I don't think that's the case today, is it? Or maybe you're saying that under this proposal, you think it should be? Exploring that incrementally: If we were to follow this proposal, it seems to me that—without optimization—domains should follow suit.

Yes, yes. I was explaining that the reason for iterating over a range while accessing a distributed array causing communication is because the range makes sure that the execution is happening on the locale it lives in (not literally what's happening today, but that's how I was making sense of the behavior). So, to me, it follows very naturally that your examples with the range and the domain should also move execution.

I must admit that the range case is unclear to me, as well. While in your case:

var r = 1..n};
on Locales[1] {
  var A: [r] real;
  forall i in r do
    A[i] = ...;
}

I might be upset with the user that they should have just used A.domain as it is way more idiomatic, there could be cases like:

var r = 1..n;
var inner = r.expand(-1);
on Locales [1] {
  var A: [r] real;
  forall i in inner {
    A[i] = ...;
  }
}

which is a bit more realistic.

That being said, shouldn't inner be RVFed under any circumstance there? It looks like it doesn't get RVF'ed, potentially because its iterator was being used? In any case, I think it should be which makes me feel a bit conflicted:

Philosophically, this last bit of conflicted feelings also makes me think that such locality matters should never be stabilized. Different optimizations could alter locality in ways that could be visible to the user. Different compilers/runtimes of the language could also make different decisions.

bradcray commented 3 months ago

shouldn't inner be RVFed under any circumstance there?

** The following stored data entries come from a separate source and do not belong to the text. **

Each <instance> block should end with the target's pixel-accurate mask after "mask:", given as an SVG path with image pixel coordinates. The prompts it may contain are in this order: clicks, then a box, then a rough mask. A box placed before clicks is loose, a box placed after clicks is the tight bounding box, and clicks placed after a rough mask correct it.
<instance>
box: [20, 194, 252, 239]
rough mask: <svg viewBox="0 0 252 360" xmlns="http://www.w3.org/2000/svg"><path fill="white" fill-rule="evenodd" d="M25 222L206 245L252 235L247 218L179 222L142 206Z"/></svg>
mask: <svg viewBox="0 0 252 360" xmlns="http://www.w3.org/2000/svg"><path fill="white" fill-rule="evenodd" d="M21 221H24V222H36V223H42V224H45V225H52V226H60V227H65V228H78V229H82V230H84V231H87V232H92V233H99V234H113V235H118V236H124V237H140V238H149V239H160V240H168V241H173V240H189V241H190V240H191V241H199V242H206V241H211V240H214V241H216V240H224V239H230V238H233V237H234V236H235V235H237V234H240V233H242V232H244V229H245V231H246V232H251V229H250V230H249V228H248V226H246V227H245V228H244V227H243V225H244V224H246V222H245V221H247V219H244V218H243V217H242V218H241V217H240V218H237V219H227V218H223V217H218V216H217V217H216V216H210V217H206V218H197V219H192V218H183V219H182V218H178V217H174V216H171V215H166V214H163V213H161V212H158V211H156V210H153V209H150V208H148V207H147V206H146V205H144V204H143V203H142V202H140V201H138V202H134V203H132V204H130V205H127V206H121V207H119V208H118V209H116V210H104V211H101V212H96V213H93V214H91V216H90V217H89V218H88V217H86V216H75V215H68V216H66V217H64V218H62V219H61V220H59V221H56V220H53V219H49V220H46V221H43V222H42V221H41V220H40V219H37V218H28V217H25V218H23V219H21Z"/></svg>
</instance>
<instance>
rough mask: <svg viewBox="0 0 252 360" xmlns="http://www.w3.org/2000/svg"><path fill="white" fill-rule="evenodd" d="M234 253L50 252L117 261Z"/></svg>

I agree that it potentially should be, but it may be that we only RVF sufficiently simple types and ones flagged as RVFable? Anyway, I was avoiding worrying too much about RVF in any of these scenarios for now since I view it as largely orthogonal to what we're discussing here, which is how should the iterators be implemented w.r.t. locality (?). E.g., the domains and arrays could potentially also be rvf'd in a future world where they were sufficiently const and compact?